Each year, the U.S. government invests hundreds of millions of dollars in research and development initiatives, impacting virtually all industry sectors of the U.S. economy. Most of that investment is funded by the Department of Defense (DOD), National Institutes of Health, Department of Energy and other agencies through grants, cooperative agreements and procurement contracts awarded to companies, universities, hospitals and nonprofit entities (collectively, recipients). In turn, recipients rely on the technical resources of other market participants, such as subcontractors, consultants and vendors, as well as hospitals and laboratories, to provide manufacturing, research, clinical studies, support and fill/finish operations, among other things.
Regardless of the specific form of funding agreement, any time the U.S. government underwrites all or part of the cost of R&D, there are many conditions that attach to the award and performance of the agreement, and recipients learn early on that they are subject to a plethora of compliance requirements. They also learn that they are required by the terms of their funding agreements to flow-down much of that compliance burden to their subcontractors. In turn, however, subcontractors are often surprised to learn during performance that they have accepted or are otherwise subject to many of the same federal compliance requirements imposed on the original funding recipient.
Companies that are most often involved in commercially funded medical research activities are especially at risk of hidden compliance requirements when they are involved, to a lesser extent, in federally funded research activities. And for those subcontractors that are not located in the United States, the compliance analysis can be further complicated, depending on where their work is actually performed (in the United States, at a government facility located overseas or at a nongovernmental overseas facility). The longer performance progresses without subcontractor awareness of their compliance obligations, the greater the risk that the subcontractor will not be able to cure any material noncompliance, which could have a significant adverse impact on their entitlement to payment.
Each federal funding agreement includes myriad clauses dealing with such things as intellectual property (invention disclosures and title elections, patent and licensing obligations, data rights); cost accounting (allowable costs, audit rights, close-out obligations); cybersecurity and data privacy; subcontracting; property acquisition and management; and many others. Procurement contracts will be subject to the Federal Acquisition Regulation (FAR) and, depending on the funding agency, may also be subject to the DOD FAR Supplement (DFARS) or other agency supplements to the FAR.

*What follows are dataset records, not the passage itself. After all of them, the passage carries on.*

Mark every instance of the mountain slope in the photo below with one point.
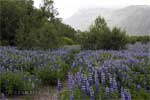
(133, 19)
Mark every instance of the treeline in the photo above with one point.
(25, 26)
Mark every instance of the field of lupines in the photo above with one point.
(91, 75)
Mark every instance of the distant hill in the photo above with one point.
(134, 19)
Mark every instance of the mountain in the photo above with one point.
(135, 20)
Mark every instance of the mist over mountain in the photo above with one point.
(135, 20)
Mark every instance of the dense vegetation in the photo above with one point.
(101, 37)
(101, 64)
(24, 26)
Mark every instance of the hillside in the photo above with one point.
(133, 19)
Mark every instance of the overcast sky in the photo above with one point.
(67, 8)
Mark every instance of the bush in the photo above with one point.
(49, 75)
(101, 37)
(67, 41)
(142, 39)
(16, 83)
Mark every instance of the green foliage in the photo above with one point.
(101, 37)
(27, 27)
(12, 83)
(50, 76)
(142, 39)
(67, 41)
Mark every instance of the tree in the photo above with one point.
(101, 37)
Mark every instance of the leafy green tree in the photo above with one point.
(101, 37)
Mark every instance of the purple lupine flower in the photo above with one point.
(115, 87)
(107, 92)
(83, 88)
(92, 93)
(59, 85)
(90, 78)
(128, 96)
(71, 82)
(103, 78)
(111, 84)
(79, 78)
(3, 96)
(87, 87)
(123, 97)
(96, 82)
(72, 96)
(55, 97)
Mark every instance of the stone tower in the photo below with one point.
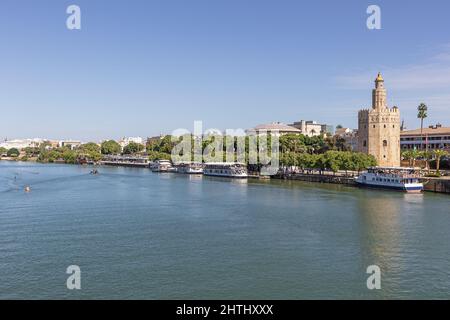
(379, 128)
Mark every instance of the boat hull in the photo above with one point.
(225, 175)
(407, 189)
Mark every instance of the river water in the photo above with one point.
(141, 235)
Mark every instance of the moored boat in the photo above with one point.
(226, 169)
(189, 167)
(162, 166)
(394, 178)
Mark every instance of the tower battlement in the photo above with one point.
(379, 128)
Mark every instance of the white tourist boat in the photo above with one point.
(162, 166)
(395, 178)
(226, 169)
(189, 167)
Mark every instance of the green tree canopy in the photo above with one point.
(133, 148)
(110, 147)
(13, 152)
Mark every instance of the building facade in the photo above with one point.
(431, 138)
(350, 136)
(312, 128)
(379, 128)
(275, 128)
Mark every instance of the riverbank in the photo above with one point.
(436, 185)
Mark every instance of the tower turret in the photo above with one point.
(379, 94)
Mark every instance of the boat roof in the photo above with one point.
(392, 168)
(224, 163)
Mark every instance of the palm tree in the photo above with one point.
(438, 154)
(408, 155)
(422, 114)
(414, 155)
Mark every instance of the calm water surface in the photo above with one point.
(137, 234)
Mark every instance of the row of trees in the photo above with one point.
(413, 155)
(13, 152)
(330, 160)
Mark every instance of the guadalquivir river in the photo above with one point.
(137, 234)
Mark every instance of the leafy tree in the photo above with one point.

Grants and cooperative agreements that are categorized as “non-procurement” agreements will be subject to agency-specific rules, regulations and contract clauses applicable to those types of agreements. Many of these requirements may be embedded in an easy-to-overlook hyperlink tucked into the award document. When subcontractors agree to comply with all applicable federal, state and local laws — a seemingly innocuous provision — they may be signing up to a federal compliance burden that they are ill-prepared to take on.

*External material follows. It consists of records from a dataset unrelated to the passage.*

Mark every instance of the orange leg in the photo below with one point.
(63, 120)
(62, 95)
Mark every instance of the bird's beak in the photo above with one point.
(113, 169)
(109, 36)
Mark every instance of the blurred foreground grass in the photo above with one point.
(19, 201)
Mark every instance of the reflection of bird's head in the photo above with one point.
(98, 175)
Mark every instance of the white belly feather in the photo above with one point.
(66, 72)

One straightforward and reliable approach to identifying these potentially hidden compliance risks is to ask your customer who their customer is or who the ultimate customer is — and who is ultimately funding your proposed activities. If the federal government is funding any part of the project, it is a virtual certainty that the recipient will be subject to regulatory compliance under the terms of the funding agreement and will be required to flow-down to its lower-tier recipients and subcontractors much of that same compliance burden. From the outset, it is highly advisable to know — before you sign your agreement — who is in the chain of customers and who is ultimately paying for the project.